Bridges: Gosh, each scene is an opportunity to show a different facet of the person you're portraying. I begin developing a character pretty much the same way every time. You're looking at the script or if you're lucky enough to have a book, you're looking at that material and seeing what other characters say about your character, what you say about yourself, what the author says about you. That tells you quite a bit, and then one of the first things you do when you're hired on to make a film is you work with a costume designer. In this case, it was Mary Zophres who was also the costume designer on The Big Lebowski. That's one of the cool things about making movies, there's a collaborative art form so you have all these other artists who are concerned about just specific areas that might be what the room your character lives in, what it looks like and what the clothes look like.

CH: Is there a reason you wear Marshal Cogburn's eye patch on the right eye as opposed to the left like John Wayne in the first True Grit?
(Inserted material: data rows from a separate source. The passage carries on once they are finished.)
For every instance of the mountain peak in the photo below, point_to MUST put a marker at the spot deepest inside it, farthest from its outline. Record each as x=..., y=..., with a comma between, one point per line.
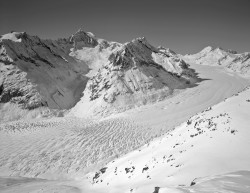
x=83, y=39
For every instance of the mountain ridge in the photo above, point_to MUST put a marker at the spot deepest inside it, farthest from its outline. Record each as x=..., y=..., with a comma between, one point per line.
x=60, y=70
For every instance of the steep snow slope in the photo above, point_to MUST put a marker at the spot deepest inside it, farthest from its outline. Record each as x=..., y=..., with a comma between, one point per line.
x=61, y=148
x=210, y=143
x=217, y=56
x=54, y=73
x=46, y=68
x=136, y=73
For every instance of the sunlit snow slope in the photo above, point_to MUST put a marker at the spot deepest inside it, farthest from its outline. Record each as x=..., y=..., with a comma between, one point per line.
x=58, y=73
x=212, y=142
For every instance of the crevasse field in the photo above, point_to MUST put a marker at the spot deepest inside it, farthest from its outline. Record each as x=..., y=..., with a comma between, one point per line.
x=161, y=147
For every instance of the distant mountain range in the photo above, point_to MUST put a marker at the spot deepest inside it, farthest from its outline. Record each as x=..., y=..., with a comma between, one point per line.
x=218, y=56
x=60, y=73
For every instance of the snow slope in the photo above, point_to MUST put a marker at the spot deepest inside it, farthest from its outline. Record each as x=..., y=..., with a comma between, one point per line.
x=58, y=73
x=210, y=143
x=68, y=148
x=136, y=74
x=218, y=56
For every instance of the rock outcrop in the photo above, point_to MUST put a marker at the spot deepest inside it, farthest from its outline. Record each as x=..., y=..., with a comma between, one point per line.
x=239, y=63
x=103, y=74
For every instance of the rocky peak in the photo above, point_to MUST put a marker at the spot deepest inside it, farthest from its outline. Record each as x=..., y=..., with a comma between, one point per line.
x=83, y=39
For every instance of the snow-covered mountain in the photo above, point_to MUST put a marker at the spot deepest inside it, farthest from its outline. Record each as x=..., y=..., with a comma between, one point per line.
x=238, y=62
x=209, y=143
x=58, y=73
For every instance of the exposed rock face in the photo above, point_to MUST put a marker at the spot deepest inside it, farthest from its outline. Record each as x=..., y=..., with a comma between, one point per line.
x=136, y=73
x=46, y=67
x=57, y=73
x=218, y=56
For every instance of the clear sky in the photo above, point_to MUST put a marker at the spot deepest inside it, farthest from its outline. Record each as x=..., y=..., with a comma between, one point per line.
x=185, y=26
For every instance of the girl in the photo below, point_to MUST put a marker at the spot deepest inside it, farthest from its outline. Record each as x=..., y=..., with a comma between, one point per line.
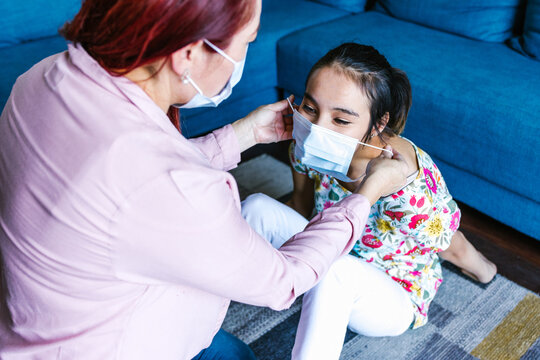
x=355, y=107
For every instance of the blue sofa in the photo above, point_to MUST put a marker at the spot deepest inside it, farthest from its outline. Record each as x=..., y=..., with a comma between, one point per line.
x=474, y=70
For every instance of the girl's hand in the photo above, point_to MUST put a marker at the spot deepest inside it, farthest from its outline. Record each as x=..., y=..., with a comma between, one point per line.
x=266, y=124
x=384, y=175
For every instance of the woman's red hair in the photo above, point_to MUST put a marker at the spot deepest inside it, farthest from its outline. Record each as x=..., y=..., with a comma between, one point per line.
x=122, y=35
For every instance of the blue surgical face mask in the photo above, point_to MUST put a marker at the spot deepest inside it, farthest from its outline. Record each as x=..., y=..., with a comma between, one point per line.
x=201, y=100
x=324, y=150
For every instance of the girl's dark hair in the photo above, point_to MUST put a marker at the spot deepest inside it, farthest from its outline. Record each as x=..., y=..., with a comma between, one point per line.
x=388, y=89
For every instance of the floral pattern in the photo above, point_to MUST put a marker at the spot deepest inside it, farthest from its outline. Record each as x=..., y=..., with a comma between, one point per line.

Bridges: [Laughing] I'm a commie.

CH: But did you think about that?

Bridges: No. We put it on the right eye, it felt good. Put it on the left eye, not so good. Put it on the right eye: "This feels right. What do you think, guys?" We went back and forth like that. Sometimes I would forget to put it down for the scene. So I would be very pleased with a take and I'd say, "What do you think, guys?" They'd just ... [point at the eye patch.]

CH: In the end, you do mimic the iconic scene from the original where Rooster Cogburn rides into battle with his reigns between his teeth, guns blazing.

Bridges: I remember that day well. Right at the beginning of the day, Joel coming over to me and said, "What do you think about really trying this deal?" I said, "Oh, all right, that's kind of interesting." A little anxious, a little fear, I'm going to ride myself, do it in my teeth -- so we did it that way. It wasn't as tough as I thought [it would be], actually. It was kind of cool. We had a horse that kept the rhythm well. That's basically it from my point of view.

CH: And Jeff, just to wrap up. What qualities of Rooster Cogburn should men aspire to have?

Bridges: Well, true grit, I believe -- and this is my definition of it -- is seeing one thing through to the end. That's a good thing. I aspire to that.